Re: More space required

From: David Newall <davidn@rebel.net.au>

Hmmm, hope I'm not dragging this mailgroup off topic, if so, say so.

> The PC was by no means an order of magnitude better than Apple's low-end
> machines, and compared to Apple's newer machine, Lisa, I think the
> convincing argument is that PC was inferior.

Nicely put. Orders of magnitude? No. Not at all.

> I'm unconvinced that "the design of the PC at the time was excellent."

Oh yes sir, it was. For that matter so were Apples. For the technology
available (TTL SSI logic) all did a fine job. The overall design of all
these machines were excellent, with accompanying design flaws. Yes, you can
have a dichotomy.

There are a couple of corrections I need to make to what you said.

> system clock ran at 1MHz.  The Apple ][ had two interrupts: One maskable
> (ie the hardware could choose to ignore it) and one non-maskable (it could
> not be ignored.)

All processors have this nmi versus irq pin. Nothing new there. In the case
of other cpu's the single maskable interrupt was an electrically shared
signal amongst them all (active low). In the case of intel it required
active high, non shared, interrupt controller chips, forming a funnel (that
you mention). This was fundamentally wrong. The logical conclusion is, 1024
devices would require 1024/(8-1) controller chips. A design that in fact did
occur for serial multiplexers (300 and 2400 baud). Other architectures,
Motorola with it's four cpu state pins, and Zilog with it's int acknowledge
forced the responsibility back on the device to provide a vectored interrupt
address. It doesn't matter that 'a' cpu had two or more interrupt pins, that
design path was flawed to its very core and remains with us today (as you
say) with resource conflicts.


> Apple, Apple Apple

Apple rode on the back of a far superior chip design, the MC680x and
MC680x0. Motorola shot themselves in the foot by making the 68000 binary
incompatible with the 6809. Apart from their clearly superior OS design (gui
et al), they had it made with a 'better' cpu. This did not translate to a
better overall architecture (to the PC) because of Apple's ferocious
protection of 'their' design. Apple's greed with their pricing structure was
not just their undoing, they brought down Motorola as well who finally gave
up the race 486 vs 040. Most of the Motorola designers you would talk to
today would spit in the eye of Apple anything. They poured billions into
their 680x0 series to the benefit of Apple, who did not reciprocate (or
understand) that Motorola needed volume to cover the cost. Not proprietary,
restricted architecture. It is the unitary greed of Apple corp that has left
us with Wintel today. This has become so pathetic that (as I hark back on),
all we can discuss now is the relative cooling properties of a flawed cpu
and gape with wonder and awe when Intel provide MMX bungleware.

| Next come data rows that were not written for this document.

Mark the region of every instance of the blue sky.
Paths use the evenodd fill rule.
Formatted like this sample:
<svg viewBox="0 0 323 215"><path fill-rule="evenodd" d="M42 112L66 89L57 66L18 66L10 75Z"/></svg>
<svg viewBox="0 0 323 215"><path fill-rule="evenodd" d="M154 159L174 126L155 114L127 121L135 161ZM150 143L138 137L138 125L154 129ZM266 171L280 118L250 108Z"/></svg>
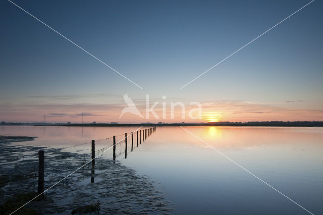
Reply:
<svg viewBox="0 0 323 215"><path fill-rule="evenodd" d="M39 109L28 118L17 118L10 111L32 112L22 106L48 103L44 96L85 95L69 101L75 104L121 103L124 93L137 99L149 93L159 99L166 95L189 101L252 101L322 110L323 4L317 0L179 89L309 2L14 2L140 89L2 1L0 118L33 121L46 114ZM286 102L290 100L302 101ZM51 100L52 112L64 102ZM321 119L320 112L315 114Z"/></svg>

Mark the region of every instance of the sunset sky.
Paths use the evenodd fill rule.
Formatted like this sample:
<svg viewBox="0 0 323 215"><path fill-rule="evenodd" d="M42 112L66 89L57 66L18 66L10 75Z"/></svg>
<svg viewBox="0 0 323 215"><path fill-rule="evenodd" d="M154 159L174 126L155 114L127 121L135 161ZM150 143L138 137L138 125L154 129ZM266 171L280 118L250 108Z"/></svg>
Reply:
<svg viewBox="0 0 323 215"><path fill-rule="evenodd" d="M15 0L0 2L0 121L323 121L323 3ZM123 95L145 116L126 114ZM162 96L167 98L164 99ZM202 118L187 117L202 105ZM186 117L171 102L185 104Z"/></svg>

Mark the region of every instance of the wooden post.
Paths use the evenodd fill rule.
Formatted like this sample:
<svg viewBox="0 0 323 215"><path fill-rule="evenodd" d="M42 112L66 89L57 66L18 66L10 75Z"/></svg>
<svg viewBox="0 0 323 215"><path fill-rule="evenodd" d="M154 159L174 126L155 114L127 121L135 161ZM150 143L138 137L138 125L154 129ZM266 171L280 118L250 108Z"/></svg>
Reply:
<svg viewBox="0 0 323 215"><path fill-rule="evenodd" d="M125 134L126 136L126 153L125 153L125 158L127 158L127 133L126 133Z"/></svg>
<svg viewBox="0 0 323 215"><path fill-rule="evenodd" d="M131 151L132 151L132 148L133 148L133 134L131 132Z"/></svg>
<svg viewBox="0 0 323 215"><path fill-rule="evenodd" d="M45 152L43 150L41 150L38 151L38 194L43 195L44 170Z"/></svg>
<svg viewBox="0 0 323 215"><path fill-rule="evenodd" d="M92 140L92 166L95 164L95 140Z"/></svg>
<svg viewBox="0 0 323 215"><path fill-rule="evenodd" d="M116 160L116 136L113 136L113 160Z"/></svg>

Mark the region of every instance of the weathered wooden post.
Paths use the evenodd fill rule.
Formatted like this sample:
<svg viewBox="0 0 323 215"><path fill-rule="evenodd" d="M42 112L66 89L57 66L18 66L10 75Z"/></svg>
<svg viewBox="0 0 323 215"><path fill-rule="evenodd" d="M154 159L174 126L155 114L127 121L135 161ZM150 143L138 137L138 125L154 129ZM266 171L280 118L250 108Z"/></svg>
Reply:
<svg viewBox="0 0 323 215"><path fill-rule="evenodd" d="M95 164L95 145L94 140L92 140L92 166Z"/></svg>
<svg viewBox="0 0 323 215"><path fill-rule="evenodd" d="M113 136L113 160L116 160L116 136Z"/></svg>
<svg viewBox="0 0 323 215"><path fill-rule="evenodd" d="M133 135L131 132L131 151L132 151L132 148L133 148Z"/></svg>
<svg viewBox="0 0 323 215"><path fill-rule="evenodd" d="M44 193L44 171L45 170L45 152L43 150L38 151L38 194Z"/></svg>
<svg viewBox="0 0 323 215"><path fill-rule="evenodd" d="M125 152L126 153L125 153L125 158L127 158L127 133L126 133L126 149L125 149Z"/></svg>

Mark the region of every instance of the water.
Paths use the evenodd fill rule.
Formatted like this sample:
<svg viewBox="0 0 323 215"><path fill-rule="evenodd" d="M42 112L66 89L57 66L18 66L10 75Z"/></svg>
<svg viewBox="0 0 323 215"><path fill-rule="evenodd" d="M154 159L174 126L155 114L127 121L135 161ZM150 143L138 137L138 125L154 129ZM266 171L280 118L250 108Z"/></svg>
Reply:
<svg viewBox="0 0 323 215"><path fill-rule="evenodd" d="M323 214L322 128L185 128L306 209ZM37 136L21 144L62 148L137 129L1 126L0 134ZM136 140L134 135L127 158L123 154L117 159L150 177L172 203L171 213L309 214L180 127L157 127L138 148ZM131 138L128 143L129 152ZM96 149L111 143L99 141ZM90 144L64 150L88 154ZM117 153L123 150L124 143L118 146ZM112 149L102 157L111 158Z"/></svg>

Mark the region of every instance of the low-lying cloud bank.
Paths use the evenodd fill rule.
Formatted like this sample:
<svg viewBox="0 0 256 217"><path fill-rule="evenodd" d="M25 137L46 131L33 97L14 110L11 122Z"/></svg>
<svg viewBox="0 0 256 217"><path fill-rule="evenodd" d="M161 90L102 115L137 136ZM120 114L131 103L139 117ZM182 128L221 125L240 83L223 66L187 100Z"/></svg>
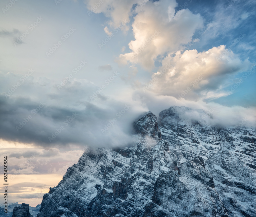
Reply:
<svg viewBox="0 0 256 217"><path fill-rule="evenodd" d="M250 126L256 120L254 107L229 107L202 101L178 100L141 90L126 93L131 96L127 101L118 101L102 93L93 100L90 96L96 93L97 87L85 80L75 79L59 90L53 81L32 78L26 85L8 94L8 88L11 91L12 88L8 86L9 79L13 81L20 76L9 73L2 75L0 79L0 136L6 140L46 147L71 144L127 145L133 142L133 123L140 115L150 110L158 116L173 105L203 109L212 119L209 119L209 116L202 118L195 111L186 114L184 118L197 117L212 124L239 125L242 123ZM31 93L29 97L23 96L27 96L28 92Z"/></svg>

Final comment about MC is that these cpus have NO input or output
addressing. Everything is linear memory. Today, we are stuck with a pc bus
that confuses itself between 10 bit i/o space, 16 bit i/o space, slow vs
fast i/o and uneccessary instructions to effect same. The C language pays
the penalty for this. In MC / Unix architectures we just use (memory)
pointers to everything. In x86 we need special non-c inportb outportb
instructions. The original K&R which got it right everywhere else, does not
mention inp() outp(), not imagining anyone could be stupid enough to design
such an animal I quess.

> The Apple /// system clock ran at 2MHz, and, like the IBM PC,
> included a standard real time clock.

The pc XT had no real time clock. It was introduced on the revamped AT
series. And, interrupts, remember them? changed for device assignments as a
result. Interrupt resources were designed wrong from the ground up,
necessitating even this change at such an early date.